Astaga, pikir Rizal. Berarti kejadian semalam itu benar-benar terjadi. Bukan cuma mimpi.

Rizal pun menaruh kondom itu di tong sampah sebelum mencuci tangan dan kembali ke ruang tamu. Pas sekali, baru saja ia duduk lagi di sofa, kunci pintu depan berbunyi, dan Ryan pun masuk membawa kopi.

"Ini Om," kata Ryan memberikan kopi ke Rizal. Mereka berdua pun saling menyeruput kopi sambil terdiam.

"Om bentar lagi pulang, makasih banyak ya," kata Rizal. "Maaf ngerepotin."

"Gapapa Om, aku oke aja kok," jawab Ryan.

Rizal terdiam sebentar. Perlukah ia membahas topik ini? Tapi kalau tidak, mungkin ia akan terus penasaran.

Rizal pun menghela nafas. "Sori, sebelum Om pulang, Om mau tanya... Kamu itu gay ya?"

Muka Ryan memerah. "Eh, iya Om... Kok tau?"

"Sejujurnya, Om gak sengaja tadi malem mergokin kamu sama Om Dondi..."

Ryan menghela nafas sambil menutup mukanya. "Duh... Malu... Maaf Om... Emang tadi malem kita agak gegabah, biasa abis minum-minum."

"Iya gapapa, Om ga bakal bilang sama Om Dondi kok, tenang aja," kata Rizal. "Tapi kalo bisa kamu juga ga usah kasih tahu Om Dondi, kalo Om Rizal tahu..."

"Oh iya Om, siap."

"Kamu sama Om Dondi udah berapa lama?"

"Hmm... Kemarin sebenernya kita baru ketiga kalinya sih Om," kata Ryan pelan. "Awalnya mulai pas aku mau berangkat kuliah."

"Dondi maksa kamu?"

"Ngga kok, ngga," kata Ryan. "Terus terang, aku emang udah lama suka sama Om Dondi. Akhirnya kejadian. Tapi ya pastinya aku ngerti situasinya Om Dondi juga. Kita ini cuma having fun, gak lebih dari itu..."

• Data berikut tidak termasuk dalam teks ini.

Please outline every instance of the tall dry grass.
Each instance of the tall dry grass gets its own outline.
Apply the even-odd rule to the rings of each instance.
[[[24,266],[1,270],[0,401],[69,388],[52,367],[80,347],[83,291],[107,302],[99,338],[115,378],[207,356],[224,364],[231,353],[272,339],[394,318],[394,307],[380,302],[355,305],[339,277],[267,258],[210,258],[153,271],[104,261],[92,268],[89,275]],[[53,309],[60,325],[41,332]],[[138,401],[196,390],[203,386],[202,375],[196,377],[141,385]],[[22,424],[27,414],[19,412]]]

"Saya kaget aja. Gak nyangka Dondi ternyata suka begitu."

Ryan mengangguk sambil tersenyum. "Kalo itu aku gak komentar deh."

Rizal tertawa terbahak-bahak.

"Sekarang aku boleh gak Om ngomong sesuatu?" tanya Ryan.

"Ya, boleh. Biar adil."

"Om Dondi kemaren cerita tentang Om Rizal. Lagi masa-masa sulit ya Om. Aku cuma mau bilang, kalo ada yang bisa aku bantuin, let me know aja," kata Ryan sambil mengelus paha Rizal.

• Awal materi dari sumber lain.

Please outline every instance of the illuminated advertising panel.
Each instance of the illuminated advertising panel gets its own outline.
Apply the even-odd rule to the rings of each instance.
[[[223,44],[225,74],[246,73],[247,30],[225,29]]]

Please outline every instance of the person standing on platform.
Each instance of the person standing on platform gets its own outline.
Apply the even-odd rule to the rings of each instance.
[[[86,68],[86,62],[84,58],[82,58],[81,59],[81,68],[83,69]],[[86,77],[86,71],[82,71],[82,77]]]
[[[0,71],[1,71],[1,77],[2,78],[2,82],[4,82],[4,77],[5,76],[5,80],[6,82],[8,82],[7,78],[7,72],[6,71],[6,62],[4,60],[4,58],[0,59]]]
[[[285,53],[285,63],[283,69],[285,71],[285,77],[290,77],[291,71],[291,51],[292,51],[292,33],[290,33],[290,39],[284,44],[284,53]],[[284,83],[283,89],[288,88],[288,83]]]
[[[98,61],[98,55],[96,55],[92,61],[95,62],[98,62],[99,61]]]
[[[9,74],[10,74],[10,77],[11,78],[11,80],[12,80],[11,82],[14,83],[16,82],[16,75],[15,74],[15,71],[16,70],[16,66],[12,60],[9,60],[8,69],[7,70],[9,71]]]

Rizal terkejut. "Ehm, Om sih gak kayak begitu ya..."

"Aku gak bakal bilang siapa-siapa kok Om," kata Ryan lembut. "Aku juga gak minta Om ngapa-ngapain... Yang Om mau aja..."

Tangan Ryan pelan-pelan berpindah dari paha Rizal ke selangkangannya. Rizal diam saja dengan nafas memburu.

"Udah keras Om..." bisik Ryan. "Aku urusin boleh ya?"

Rizal pun menutup mata sambil menghela nafas ketika ia merasakan tangan Ryan membuka kancing celananya dan menurunkan retsleting. Bau apek keringat sisa tadi malam menyeruak, tapi Ryan sepertinya tidak ada masalah. Rizal pun membantu Ryan dengan menurunkan celana dalamnya, hingga penisnya yang berwarna gelap menyembul keluar, berdiri tegak. Kulupnya sudah mulai basah.

Rizal merasakan tangan Ryan mengonani penisnya, namun tiba-tiba tangannya digantikan oleh sesuatu yang hangat dan basah. Rizal terbelalak. Ternyata penisnya sudah masuk di mulut Ryan.

Ryan pun mengambil posisi jongkok di depan pangkuan Rizal sambil terus menghisap dan menjilat batang penis Rizal. Rizal mengelus rambut Ryan, masih syok. Penisnya yang sudah lama hanya bertemu dengan tangan kanannya, sekarang ada di mulut seseorang.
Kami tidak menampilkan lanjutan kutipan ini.